L’erreur de distribution médicamenteuse - L'Infirmière Magazine n° 356 du 01/01/2015 | Espace Infirmier
 

L'infirmière Magazine n° 356 du 01/01/2015

 

FORMATION

CAS CLINIQUE

PR JEAN-CLAUDE GRANRY*   DR MOLL**  

Dans les établissements pour personnes âgées, un moment d’inattention – bien souvent dû à une interruption de tâche – suffit à ce qu’un patient ingère des produits qui ne lui sont pas destinés. Pour ces résidents fragiles, les conséquences peuvent être fatales.

L’HISTOIRE

→ Lundi : M. Z., âgé de 88 ans, est admis dans l’Ehpad de Y. Ses antécédents, notés sur le dossier, sont les suivants : hypertension artérielle, prothèse de hanche gauche, cure de hernie, diverticulose colique. Il est en outre mentionné une chute accidentelle au mois de novembre 2013, qui a motivé son hospitalisation. M. Z. est bien conscient, s’alimente seul mais fait seulement quelques pas avec un déambulateur. Le dossier ne mentionne pas d’antécédents cardiaques ni d’insuffisance respiratoire.
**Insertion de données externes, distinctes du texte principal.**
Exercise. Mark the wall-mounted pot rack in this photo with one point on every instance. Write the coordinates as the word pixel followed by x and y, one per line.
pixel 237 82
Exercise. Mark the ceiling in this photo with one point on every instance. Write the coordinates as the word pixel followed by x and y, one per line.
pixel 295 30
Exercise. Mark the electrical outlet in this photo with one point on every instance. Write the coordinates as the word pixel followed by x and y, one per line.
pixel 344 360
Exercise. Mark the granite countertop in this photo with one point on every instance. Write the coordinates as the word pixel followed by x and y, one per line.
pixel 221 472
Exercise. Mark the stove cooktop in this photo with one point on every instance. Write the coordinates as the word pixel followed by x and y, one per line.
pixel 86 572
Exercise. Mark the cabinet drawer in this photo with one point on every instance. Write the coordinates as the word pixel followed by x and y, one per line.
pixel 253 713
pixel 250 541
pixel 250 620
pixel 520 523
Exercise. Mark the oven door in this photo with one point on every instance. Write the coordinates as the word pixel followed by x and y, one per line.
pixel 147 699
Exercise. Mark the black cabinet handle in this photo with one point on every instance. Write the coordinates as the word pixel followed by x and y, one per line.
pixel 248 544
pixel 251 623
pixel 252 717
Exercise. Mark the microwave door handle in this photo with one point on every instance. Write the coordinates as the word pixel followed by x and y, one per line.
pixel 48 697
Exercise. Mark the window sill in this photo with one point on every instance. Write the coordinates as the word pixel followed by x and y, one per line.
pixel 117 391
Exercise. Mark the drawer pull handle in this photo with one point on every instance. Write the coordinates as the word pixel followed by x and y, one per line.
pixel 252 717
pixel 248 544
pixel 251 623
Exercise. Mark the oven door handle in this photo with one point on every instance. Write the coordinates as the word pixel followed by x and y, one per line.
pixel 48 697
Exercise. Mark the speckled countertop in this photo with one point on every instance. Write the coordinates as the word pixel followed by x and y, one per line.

→ Le traitement du résident est le suivant : Dafalgan 500 mg gélules : 2-2-2 ; Inexium 40 mg : un comprimé le soir ; Durogesic 12 µg : un patch tous les trois jours ; Clopidogrel 75 mg : 1 cp le midi ; Bisoprolol 2,5 mg : 1 cp le midi ; Ramipril 1,25 mg : 1 cp le matin ; Lercanidipine 10 mg : 1 cp le midi ; Kardégic 75 mg : 1 sachet le midi ; Movicol : 1 sachet le matin ; Uvedose.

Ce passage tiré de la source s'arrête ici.